FORT BENNING, Ga. (AP) - Four members of the 463rd Medical Detachment, 14th Combat Support Hospital returned Monday night after a 14-week deployment in West Africa helping with the Ebola outbreak.

Capt. Kristopher Appler, Sgt. Elmer Cabana, Staff Sgt. Patrick Dickens, and Spc. Rysper Sirma were greeted at Freedom Hall in Fort Benning by a group of friends, family, and peers. They worked as veterinary service support in Liberia to help contain the Ebola virus, establish and synchronize Ebola treatment units across the country, train health care workers and establish logistical centers.

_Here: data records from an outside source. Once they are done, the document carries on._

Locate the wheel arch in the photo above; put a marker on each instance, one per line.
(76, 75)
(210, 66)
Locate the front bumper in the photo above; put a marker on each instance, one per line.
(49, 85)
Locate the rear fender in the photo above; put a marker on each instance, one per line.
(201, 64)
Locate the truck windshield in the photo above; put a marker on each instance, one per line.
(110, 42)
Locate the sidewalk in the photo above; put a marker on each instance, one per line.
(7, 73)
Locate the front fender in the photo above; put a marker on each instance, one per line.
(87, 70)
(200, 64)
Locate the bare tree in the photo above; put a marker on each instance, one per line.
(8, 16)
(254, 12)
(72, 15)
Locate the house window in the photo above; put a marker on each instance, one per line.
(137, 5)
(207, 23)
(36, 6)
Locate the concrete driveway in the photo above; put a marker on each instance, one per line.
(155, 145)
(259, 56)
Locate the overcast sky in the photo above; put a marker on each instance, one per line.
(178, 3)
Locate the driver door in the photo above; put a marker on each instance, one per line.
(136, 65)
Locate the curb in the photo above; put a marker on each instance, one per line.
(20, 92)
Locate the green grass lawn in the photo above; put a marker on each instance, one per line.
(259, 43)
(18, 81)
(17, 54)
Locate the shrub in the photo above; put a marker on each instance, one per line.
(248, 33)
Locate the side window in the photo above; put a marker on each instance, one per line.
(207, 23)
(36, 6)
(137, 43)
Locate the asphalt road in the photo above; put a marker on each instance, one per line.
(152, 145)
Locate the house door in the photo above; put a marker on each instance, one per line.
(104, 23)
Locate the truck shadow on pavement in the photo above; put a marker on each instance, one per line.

Operation United Assistance provided humanitarian assistance to Liberia, Senegal, and Guinea during the Ebola outbreak, and required more than 3,000 soldiers to support other governmental agencies and local medical infrastructure. The 463rd specifically worked with food to make sure U.S. troops were properly fed, maintaining food safety, minimizing zootonic disease, and monitoring food storage.

“The goal with this unit is that the food that a soldier puts in their mouths is as close to U.S. standards as possible,” said Lt. Col. Alisa Wilma.

During their four-month deployment, the 463rd participated in more than 250 missions, inspected more than $4 millions in operational rations, conduced more than 90 dining facility sanitation assessments, inspected five warehouses, conducted three sanitation audits in two countries, conducted five disease outbreak epidemiological investigations, and logged more than 5,000 road miles across Liberia and Senegal, “which is pretty impressive if you know the road conditions in West Africa,” Wilma said in her address during the ceremony.

“Fourteen weeks, that’s (a short time to accomplish so much)” Wilma said. “There’s not much more I can say other than how proud we are and how glad we are you’re all home.”

Wilma said three of the four deployed returned from the mission with promotional status. Sirma, a native of Kenya and now a U.S. military member, was recognized by Joint Forces Commander Maj. Gen. Gary Volesky for her exemplary performance. She was tasked with inspecting all food that came in to the base.

“I’m proud of all the work we did inspecting.we didn’t have any soldiers get sick,” Sirma said. “They would call me at 2 a.m. to go do the inspection before the food was sent to the warehouse.”

Before returning to Fort Benning, the unit spent three weeks in quarantine at a facility in Virginia.

“It’s good to be back home here with all the good food and friends,” Sirma said. “I’m happy to be back with my unit.”